Ему было душно, как и Васе Фуджи, когда тот выскакивал из машины, будто та уходила на дно.
Вероника отвела взгляд, побарабанила нетерпеливо по рулю. Косточкин помрачнел.
— Ну про… Тарковского, — с усилием проговорила она.
Косточкин не сразу сообразил… точнее, не сразу вспомнил, при чем тут еще Тарковский.
— Да… Ну да, вот, по Васе, это «Собачья ностальгия», — наконец произнес он. — Или по Бакунину.
— И «Рублев»? — откликнулась девушка.
Косточкин не отвечал, ему было все равно, что теперь она скажет о Бакунине, Тарковском или Васе Фуджи, абсолютно все равно. Он ждал совсем других слов и сам хотел говорить их. Девушка повела плечами, глядя на огни фонарей… Или это фонари сюда заглядывали, да, это были чьи-то очи оранжевые, каких-то зверей из гребенщиковской песни, что ли. Зачем они не слушались дурочки Вали? Зачем они говорили не о том? Ведь именно в тот момент можно было все поправить. Но оба избегали даже смотреть друг другу в глаза.
— …И хоть «Рублев» фильм занудный, — заговорила она, — но мне по душе одна мысль… Чья-то. Уже не помню. Надо будет уточнить у Стаса. Но суть такая: если есть «Троица» Рублева, есть и Бог. Такое доказательство.
Косточкин не ответил.
— Такое доказательство, — повторила она.
Пора было выходить. И Косточкин, набрав воздуху, сказал с дурацкой бодростью:
— Ну хоп!.. Приключение окончено. То есть, — спохватился он, — в смысле… с анархистом… Буду ждать звонка.
Вероника испуганно взглянула на него и тут же отвернулась.
— Да… я позвоню завтра, и мы договоримся, во сколько выезд.
— …С Фудзиямы, с вершины запада востока… или востока запада… Вася снова попросит у кого-нибудь там мобильник.
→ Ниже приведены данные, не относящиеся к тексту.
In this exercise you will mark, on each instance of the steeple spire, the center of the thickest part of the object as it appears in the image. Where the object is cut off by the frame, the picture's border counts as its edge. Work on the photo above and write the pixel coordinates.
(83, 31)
Вероника пыталась улыбаться. Косточкин и запомнил навсегда эту ее жалкую гримасу. Хотел было дерзко наклониться и поцеловать, да не смог, вышел, бормоча слова прощания и пожелания… И автомобиль сразу сорвался и устремился прочь.
А Косточкин стоял истуканом, смотрел в туман, осиянный очами крылатых животных или этим… Орфеем, потерявшим Эвридику. Только не он, а она оглянулась, потому что ее окликнули.
Утром позвонили. Заспанный Косточкин взглянул на дисплей. Звонил заказчик. Вадим.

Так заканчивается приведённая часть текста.